Zurück blieb ein Volk mit gebrochenem Rückgrat. Bis heute hat sich China nicht wirklich erholt vom Erbe der Kulturrevolution. Die Opfer und die Täter von damals sitzen heute an den Schaltstellen der Macht, in Politik und Wirtschaft. Der Vater von Parteichef Xi Jinping wurde damals gedemütigt und verprügelt, der junge Xi selbst für Jahre aufs Land verschickt. "Wir Chinesen haben seither kein Immunsystem mehr", sagt ein Pekinger Maler. "Seit damals sind wir als Gesellschaft gegen alle Arten von Krankheit machtlos." Der Verlust aller Werte, den viele Chinesen beklagen, die Haltlosigkeit, das kollektive Misstrauen, es hat seine Wurzeln auch in dem, was damals geschah. Das Land, in dem Kollegen, Nachbarn, Familienangehörige einander damals über Jahre hinweg demütigten, verrieten, misshandelten und töteten, es ist noch heute ein Land, in dem keiner keinem traut.
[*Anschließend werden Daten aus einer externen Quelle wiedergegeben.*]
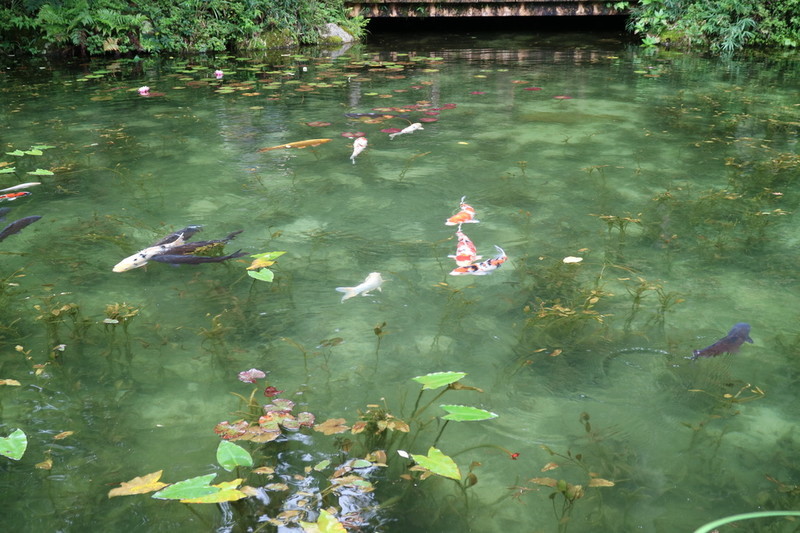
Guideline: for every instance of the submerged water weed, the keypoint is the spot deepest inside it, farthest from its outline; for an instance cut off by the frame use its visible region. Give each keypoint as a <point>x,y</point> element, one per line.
<point>565,494</point>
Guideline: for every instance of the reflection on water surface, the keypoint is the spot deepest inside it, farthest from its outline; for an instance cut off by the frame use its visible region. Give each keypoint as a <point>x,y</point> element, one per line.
<point>671,177</point>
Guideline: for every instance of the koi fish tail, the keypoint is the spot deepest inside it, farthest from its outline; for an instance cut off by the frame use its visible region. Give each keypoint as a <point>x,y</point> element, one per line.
<point>349,292</point>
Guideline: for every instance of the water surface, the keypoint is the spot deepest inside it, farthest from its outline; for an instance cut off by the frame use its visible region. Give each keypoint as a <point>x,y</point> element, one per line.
<point>671,176</point>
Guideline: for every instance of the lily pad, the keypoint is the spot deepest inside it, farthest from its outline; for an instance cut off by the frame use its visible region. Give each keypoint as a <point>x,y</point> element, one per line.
<point>438,379</point>
<point>14,445</point>
<point>438,463</point>
<point>230,455</point>
<point>465,413</point>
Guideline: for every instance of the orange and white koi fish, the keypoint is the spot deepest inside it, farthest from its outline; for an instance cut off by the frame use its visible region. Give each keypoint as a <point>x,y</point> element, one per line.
<point>9,197</point>
<point>465,215</point>
<point>484,267</point>
<point>466,252</point>
<point>358,147</point>
<point>373,281</point>
<point>408,129</point>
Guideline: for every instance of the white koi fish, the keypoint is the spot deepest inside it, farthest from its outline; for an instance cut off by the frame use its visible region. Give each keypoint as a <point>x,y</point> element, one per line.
<point>140,258</point>
<point>466,252</point>
<point>20,186</point>
<point>358,147</point>
<point>466,214</point>
<point>484,267</point>
<point>408,129</point>
<point>373,281</point>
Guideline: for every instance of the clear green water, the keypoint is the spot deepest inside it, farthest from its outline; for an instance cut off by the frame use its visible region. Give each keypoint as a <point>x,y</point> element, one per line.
<point>697,159</point>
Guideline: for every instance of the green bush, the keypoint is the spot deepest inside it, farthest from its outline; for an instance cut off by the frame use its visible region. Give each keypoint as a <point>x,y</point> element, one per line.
<point>130,26</point>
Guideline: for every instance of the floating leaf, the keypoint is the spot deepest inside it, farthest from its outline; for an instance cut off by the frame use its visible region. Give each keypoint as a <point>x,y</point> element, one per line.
<point>297,144</point>
<point>227,492</point>
<point>189,488</point>
<point>600,482</point>
<point>230,455</point>
<point>465,413</point>
<point>438,463</point>
<point>139,485</point>
<point>264,274</point>
<point>332,426</point>
<point>14,445</point>
<point>438,379</point>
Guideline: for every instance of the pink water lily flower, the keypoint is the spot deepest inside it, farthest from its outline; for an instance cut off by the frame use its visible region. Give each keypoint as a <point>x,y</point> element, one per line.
<point>250,376</point>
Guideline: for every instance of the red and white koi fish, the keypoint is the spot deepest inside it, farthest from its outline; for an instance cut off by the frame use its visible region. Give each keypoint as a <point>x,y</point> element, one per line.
<point>464,216</point>
<point>484,267</point>
<point>9,197</point>
<point>20,186</point>
<point>466,252</point>
<point>408,129</point>
<point>358,147</point>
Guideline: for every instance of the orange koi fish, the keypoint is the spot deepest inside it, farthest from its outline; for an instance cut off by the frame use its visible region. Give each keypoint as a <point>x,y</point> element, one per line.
<point>298,144</point>
<point>484,267</point>
<point>466,252</point>
<point>13,196</point>
<point>465,215</point>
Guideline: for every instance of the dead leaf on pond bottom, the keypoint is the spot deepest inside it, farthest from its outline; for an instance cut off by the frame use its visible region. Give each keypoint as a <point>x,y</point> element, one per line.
<point>298,144</point>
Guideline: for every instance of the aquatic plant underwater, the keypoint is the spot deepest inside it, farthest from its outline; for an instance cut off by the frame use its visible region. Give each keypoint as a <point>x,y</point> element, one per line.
<point>585,320</point>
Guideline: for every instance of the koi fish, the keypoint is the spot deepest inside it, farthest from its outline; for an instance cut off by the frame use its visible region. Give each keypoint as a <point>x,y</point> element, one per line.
<point>408,129</point>
<point>17,226</point>
<point>464,216</point>
<point>180,259</point>
<point>466,252</point>
<point>358,147</point>
<point>372,282</point>
<point>201,246</point>
<point>297,144</point>
<point>9,197</point>
<point>20,186</point>
<point>730,343</point>
<point>161,247</point>
<point>484,267</point>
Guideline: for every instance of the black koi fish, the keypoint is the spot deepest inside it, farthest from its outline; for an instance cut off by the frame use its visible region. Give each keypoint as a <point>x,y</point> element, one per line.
<point>200,246</point>
<point>17,226</point>
<point>175,259</point>
<point>730,343</point>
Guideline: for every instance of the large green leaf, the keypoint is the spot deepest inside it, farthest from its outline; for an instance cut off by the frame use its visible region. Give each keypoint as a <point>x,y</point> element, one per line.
<point>465,413</point>
<point>438,463</point>
<point>187,489</point>
<point>14,445</point>
<point>438,379</point>
<point>230,455</point>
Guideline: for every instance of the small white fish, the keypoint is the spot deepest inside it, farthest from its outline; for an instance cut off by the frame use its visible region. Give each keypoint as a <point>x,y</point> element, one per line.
<point>20,186</point>
<point>409,129</point>
<point>373,281</point>
<point>358,147</point>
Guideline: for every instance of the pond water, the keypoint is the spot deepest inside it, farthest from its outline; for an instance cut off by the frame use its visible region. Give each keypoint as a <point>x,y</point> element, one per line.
<point>671,176</point>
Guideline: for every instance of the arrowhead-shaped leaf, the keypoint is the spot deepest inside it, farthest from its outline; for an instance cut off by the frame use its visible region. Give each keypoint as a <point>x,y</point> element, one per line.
<point>14,445</point>
<point>465,413</point>
<point>139,485</point>
<point>438,463</point>
<point>188,488</point>
<point>230,455</point>
<point>439,379</point>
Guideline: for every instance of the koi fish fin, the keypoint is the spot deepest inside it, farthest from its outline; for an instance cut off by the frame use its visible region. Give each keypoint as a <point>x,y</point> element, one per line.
<point>349,292</point>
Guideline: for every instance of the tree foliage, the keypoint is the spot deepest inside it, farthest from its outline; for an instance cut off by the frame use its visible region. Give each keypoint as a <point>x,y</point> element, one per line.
<point>133,26</point>
<point>721,26</point>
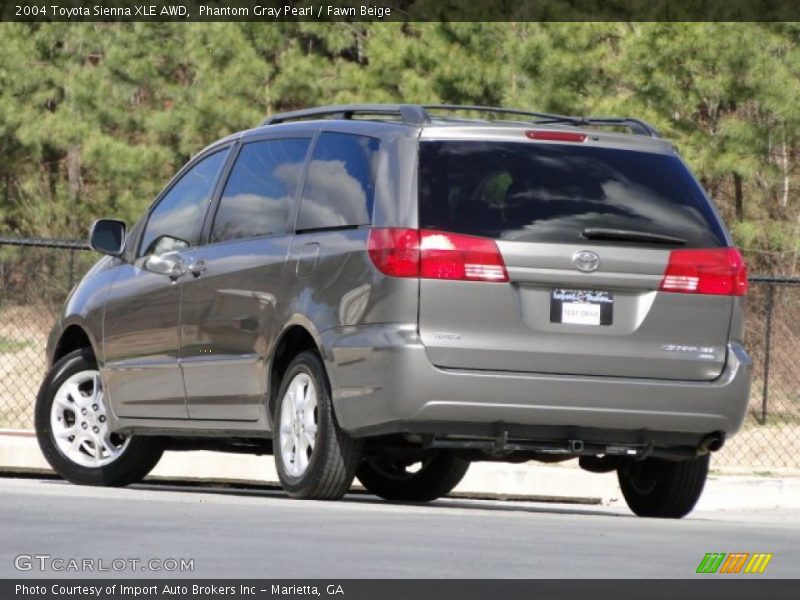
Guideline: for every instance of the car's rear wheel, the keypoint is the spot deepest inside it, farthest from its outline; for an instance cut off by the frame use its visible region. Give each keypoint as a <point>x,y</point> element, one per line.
<point>314,458</point>
<point>71,419</point>
<point>663,488</point>
<point>395,479</point>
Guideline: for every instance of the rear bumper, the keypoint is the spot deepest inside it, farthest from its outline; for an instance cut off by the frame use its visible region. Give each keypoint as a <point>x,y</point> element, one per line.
<point>383,382</point>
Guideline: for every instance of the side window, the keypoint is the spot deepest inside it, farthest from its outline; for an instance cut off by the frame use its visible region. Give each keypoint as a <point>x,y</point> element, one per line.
<point>340,187</point>
<point>259,195</point>
<point>175,223</point>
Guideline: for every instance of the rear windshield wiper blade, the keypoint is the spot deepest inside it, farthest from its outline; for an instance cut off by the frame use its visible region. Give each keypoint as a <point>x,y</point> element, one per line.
<point>626,235</point>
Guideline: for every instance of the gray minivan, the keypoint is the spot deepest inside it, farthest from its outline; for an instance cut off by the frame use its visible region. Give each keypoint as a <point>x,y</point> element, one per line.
<point>390,292</point>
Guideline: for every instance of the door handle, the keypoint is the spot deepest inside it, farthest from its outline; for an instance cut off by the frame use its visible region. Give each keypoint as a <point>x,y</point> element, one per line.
<point>197,267</point>
<point>169,264</point>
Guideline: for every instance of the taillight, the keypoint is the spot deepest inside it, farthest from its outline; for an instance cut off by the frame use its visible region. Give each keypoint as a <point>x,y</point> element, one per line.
<point>556,136</point>
<point>395,252</point>
<point>436,255</point>
<point>718,271</point>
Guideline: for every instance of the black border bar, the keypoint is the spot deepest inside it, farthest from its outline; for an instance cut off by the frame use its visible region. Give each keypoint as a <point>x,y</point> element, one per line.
<point>283,11</point>
<point>708,587</point>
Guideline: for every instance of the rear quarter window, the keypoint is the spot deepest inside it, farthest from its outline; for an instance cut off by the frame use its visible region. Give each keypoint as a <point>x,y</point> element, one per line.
<point>340,185</point>
<point>553,192</point>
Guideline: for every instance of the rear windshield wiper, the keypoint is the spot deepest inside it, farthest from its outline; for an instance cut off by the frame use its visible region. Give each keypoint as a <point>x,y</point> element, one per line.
<point>626,235</point>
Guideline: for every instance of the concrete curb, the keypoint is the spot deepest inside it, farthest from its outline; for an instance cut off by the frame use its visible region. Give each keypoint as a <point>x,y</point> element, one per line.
<point>532,482</point>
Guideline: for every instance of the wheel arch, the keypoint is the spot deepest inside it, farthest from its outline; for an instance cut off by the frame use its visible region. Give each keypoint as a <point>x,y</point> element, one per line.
<point>73,337</point>
<point>299,335</point>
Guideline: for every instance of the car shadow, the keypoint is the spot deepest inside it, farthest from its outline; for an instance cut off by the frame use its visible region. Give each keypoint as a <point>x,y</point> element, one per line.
<point>565,506</point>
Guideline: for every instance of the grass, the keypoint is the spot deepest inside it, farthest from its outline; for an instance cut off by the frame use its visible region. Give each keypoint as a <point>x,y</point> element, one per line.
<point>8,346</point>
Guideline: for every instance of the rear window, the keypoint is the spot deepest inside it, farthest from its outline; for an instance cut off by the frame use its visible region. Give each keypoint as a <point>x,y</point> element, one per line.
<point>553,192</point>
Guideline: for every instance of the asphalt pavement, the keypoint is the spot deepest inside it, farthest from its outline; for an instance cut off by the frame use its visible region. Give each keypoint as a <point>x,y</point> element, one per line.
<point>259,532</point>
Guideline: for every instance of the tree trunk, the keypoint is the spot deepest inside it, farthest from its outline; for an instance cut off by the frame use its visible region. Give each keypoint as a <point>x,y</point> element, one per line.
<point>74,172</point>
<point>738,196</point>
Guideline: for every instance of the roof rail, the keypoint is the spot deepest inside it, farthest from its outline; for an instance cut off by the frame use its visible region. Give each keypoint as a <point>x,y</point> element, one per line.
<point>416,114</point>
<point>411,114</point>
<point>636,126</point>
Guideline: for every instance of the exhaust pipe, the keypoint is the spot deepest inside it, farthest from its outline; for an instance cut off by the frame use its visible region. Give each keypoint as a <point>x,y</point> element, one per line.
<point>711,443</point>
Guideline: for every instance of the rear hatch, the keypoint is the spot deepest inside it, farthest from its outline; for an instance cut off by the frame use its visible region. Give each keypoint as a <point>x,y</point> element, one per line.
<point>586,232</point>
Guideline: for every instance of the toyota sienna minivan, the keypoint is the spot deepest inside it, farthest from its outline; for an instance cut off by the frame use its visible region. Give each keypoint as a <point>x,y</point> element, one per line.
<point>390,292</point>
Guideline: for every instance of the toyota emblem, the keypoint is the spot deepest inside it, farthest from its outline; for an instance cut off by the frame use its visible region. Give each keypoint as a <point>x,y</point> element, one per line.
<point>586,261</point>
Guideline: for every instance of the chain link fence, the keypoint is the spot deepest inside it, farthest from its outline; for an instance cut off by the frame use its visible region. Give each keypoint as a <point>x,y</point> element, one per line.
<point>36,276</point>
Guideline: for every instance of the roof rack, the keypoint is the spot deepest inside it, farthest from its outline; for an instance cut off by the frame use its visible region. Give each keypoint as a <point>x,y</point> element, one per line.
<point>418,114</point>
<point>411,114</point>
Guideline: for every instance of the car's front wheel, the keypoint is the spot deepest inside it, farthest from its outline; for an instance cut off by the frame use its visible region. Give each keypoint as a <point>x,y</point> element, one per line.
<point>395,479</point>
<point>71,419</point>
<point>668,489</point>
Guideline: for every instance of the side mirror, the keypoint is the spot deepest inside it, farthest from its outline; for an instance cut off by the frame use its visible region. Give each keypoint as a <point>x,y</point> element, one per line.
<point>108,236</point>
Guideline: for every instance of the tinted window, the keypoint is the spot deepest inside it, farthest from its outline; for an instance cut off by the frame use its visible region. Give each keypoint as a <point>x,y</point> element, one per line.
<point>552,192</point>
<point>176,221</point>
<point>260,191</point>
<point>340,187</point>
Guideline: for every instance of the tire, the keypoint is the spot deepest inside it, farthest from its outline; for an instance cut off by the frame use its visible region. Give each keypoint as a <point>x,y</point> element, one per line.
<point>314,458</point>
<point>663,488</point>
<point>439,474</point>
<point>79,446</point>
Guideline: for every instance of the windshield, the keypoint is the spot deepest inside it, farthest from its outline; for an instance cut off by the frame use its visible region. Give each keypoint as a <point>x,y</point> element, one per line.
<point>555,192</point>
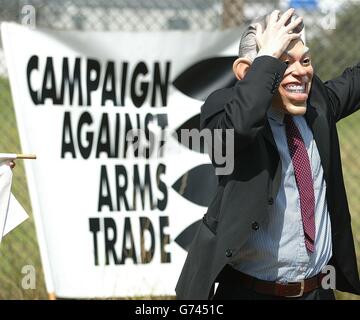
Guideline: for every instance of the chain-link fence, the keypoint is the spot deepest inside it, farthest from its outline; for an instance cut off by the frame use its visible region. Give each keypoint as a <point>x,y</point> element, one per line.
<point>332,31</point>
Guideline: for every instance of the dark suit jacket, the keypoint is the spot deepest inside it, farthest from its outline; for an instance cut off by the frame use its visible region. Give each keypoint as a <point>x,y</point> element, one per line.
<point>242,198</point>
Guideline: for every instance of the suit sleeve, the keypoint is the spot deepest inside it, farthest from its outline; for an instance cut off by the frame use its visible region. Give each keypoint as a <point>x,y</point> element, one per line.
<point>344,92</point>
<point>243,108</point>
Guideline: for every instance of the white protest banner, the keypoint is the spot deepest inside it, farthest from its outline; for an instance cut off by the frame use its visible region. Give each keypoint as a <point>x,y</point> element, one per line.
<point>114,192</point>
<point>12,213</point>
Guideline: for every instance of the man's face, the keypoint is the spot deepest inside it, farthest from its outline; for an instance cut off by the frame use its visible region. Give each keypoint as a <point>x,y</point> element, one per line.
<point>295,87</point>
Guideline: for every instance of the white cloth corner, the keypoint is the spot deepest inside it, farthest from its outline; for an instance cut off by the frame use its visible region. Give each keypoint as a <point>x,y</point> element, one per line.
<point>11,211</point>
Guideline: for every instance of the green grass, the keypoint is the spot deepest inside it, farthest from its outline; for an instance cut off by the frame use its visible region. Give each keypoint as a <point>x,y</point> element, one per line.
<point>20,248</point>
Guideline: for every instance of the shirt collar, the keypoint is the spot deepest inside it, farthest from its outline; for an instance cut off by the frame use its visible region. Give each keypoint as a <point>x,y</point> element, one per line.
<point>276,115</point>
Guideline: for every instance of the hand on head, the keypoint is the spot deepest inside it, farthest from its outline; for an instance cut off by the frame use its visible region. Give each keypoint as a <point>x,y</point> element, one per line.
<point>278,33</point>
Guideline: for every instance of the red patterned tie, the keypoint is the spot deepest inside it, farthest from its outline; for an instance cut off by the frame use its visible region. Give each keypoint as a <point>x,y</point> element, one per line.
<point>304,181</point>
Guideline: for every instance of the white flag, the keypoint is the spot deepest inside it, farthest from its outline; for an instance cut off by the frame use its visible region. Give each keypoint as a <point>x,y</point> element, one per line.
<point>11,212</point>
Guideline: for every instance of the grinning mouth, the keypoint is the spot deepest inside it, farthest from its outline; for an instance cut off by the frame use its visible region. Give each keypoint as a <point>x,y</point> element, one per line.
<point>296,88</point>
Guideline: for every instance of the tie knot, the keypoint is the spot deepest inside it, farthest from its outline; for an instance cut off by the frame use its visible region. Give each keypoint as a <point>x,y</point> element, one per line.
<point>288,119</point>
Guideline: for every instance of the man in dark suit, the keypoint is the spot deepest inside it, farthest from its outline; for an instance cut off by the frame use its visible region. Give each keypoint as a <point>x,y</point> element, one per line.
<point>281,216</point>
Öffentiche Debatten über damals soll es nicht geben: Die KP hat Reflexion und Erinnern zum Tabu erklärt. Sie möchte all den Schmerz, die Scham und die Schuld unter Schweigen und Vergessen begraben. Aber die Wunde schwärt. "Der Boden ist noch fruchtbar", warnt der ehemalige Bürgermeister von Shenzhen. Denn es gibt die Linken, die heute Mao wieder vergöttern, den Parteichef, der Mao benutzt, und nur ein paar Aufrechte, die sich gegen das Vergessen stemmen.